Ever since word broke last month that the project dubbed The ExpendaBelles—a.k.a. the all-female spinoff of The Expendables—was set to go ahead, action fans have been speculating on the potential for a dream cast of ass-kicking women. So far Battlestar Galactica's Katee Sackhoff and former MMA fighter Gina Canaro have tentatively signed on. Beyond that, well, just about any actor with two X chromosomes who has strapped on a holster, wielded a sword or delivered a roundhouse kick onscreen in the past 40 years seems to be up for consideration—though The Terminator's Linda Hamilton and Foxy Brown legend Pam Grier's names have been bandied about enough to land them on the movie's budding IMDb page. Sackhoff has confirmed that she's on board—though it sounds as if she has a safety catch in place should the project go pear-shaped.
"Well, I am attached to it but things always happen," the actor says in a new interview with Collider. "If I got a script delivered and [it] was absolutely horrible, then you figure things out."
Sackhoff goes on to say that she doesn't expect that will be necessary, not with the team being assembled by producer Adi Shankar (Dredd 3D, Machine Gun Preacher) and his aptly named production company, 1984 Private Defense Contractors. Yes, The ExpendaBelles would sound like even more of a throwback to '80s action movies than The Expendables, were it not for the curious presence of Karen McCullah Lutz and Kirsten Smith, the screenwriting team behind Legally Blonde and The House Bunny.

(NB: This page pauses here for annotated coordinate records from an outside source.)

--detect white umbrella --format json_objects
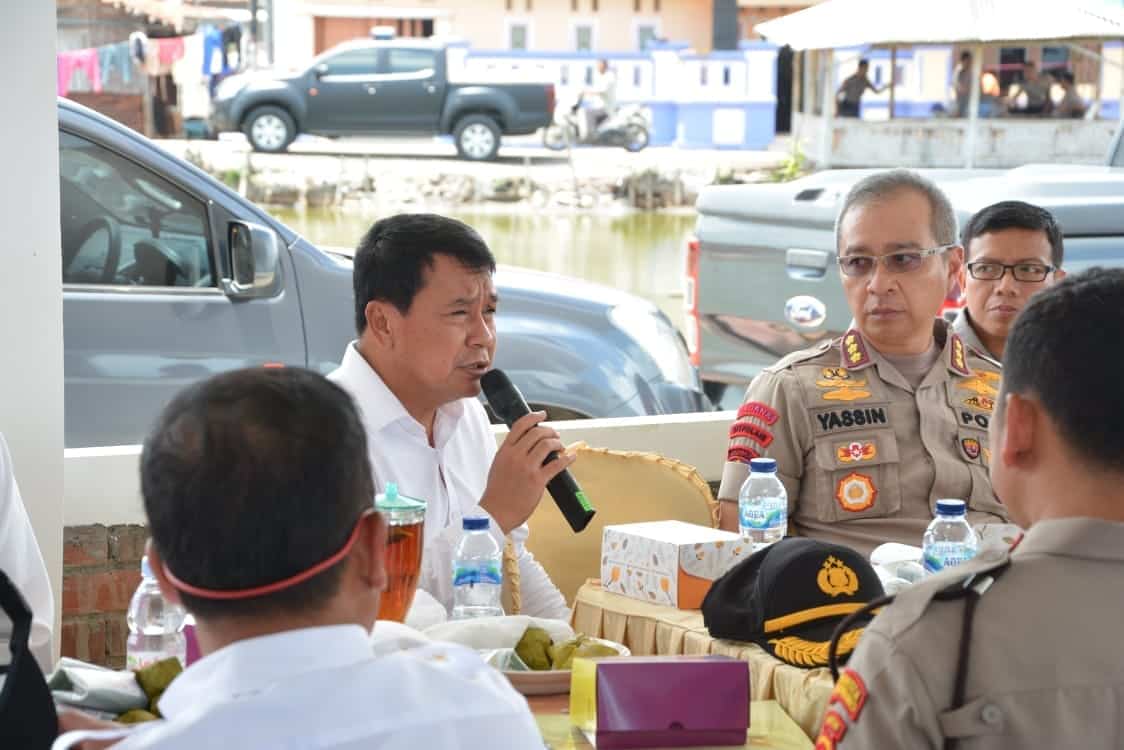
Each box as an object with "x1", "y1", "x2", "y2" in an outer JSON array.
[
  {"x1": 754, "y1": 0, "x2": 1124, "y2": 166},
  {"x1": 754, "y1": 0, "x2": 1124, "y2": 49}
]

The latter detail suggests that this spun version of Sylvester Stallone's aging-tough-guy franchise could have laughs to spare, though would anyone involved actually want to play a landmark, all-woman mercenary tale as any kind of joke? (Ugh, there is that name...) Whether Shankar casts nine action women whose surnames are familiar enough to list alone on the poster (just imagine: JOLIE JOVOVICH BERRY THURMAN...actually, various people have imagined it already) or veers from Stallone's formula enough to make things both female-empowered and interesting, Sackhoff is aware of what the project is up against.
"People and producers and studios and finance guys get caught up in saying, 'Women don't sell movies' ... or 'People don't want to see women do this," she tells Collider. "... It is nice for someone to finally take a chance."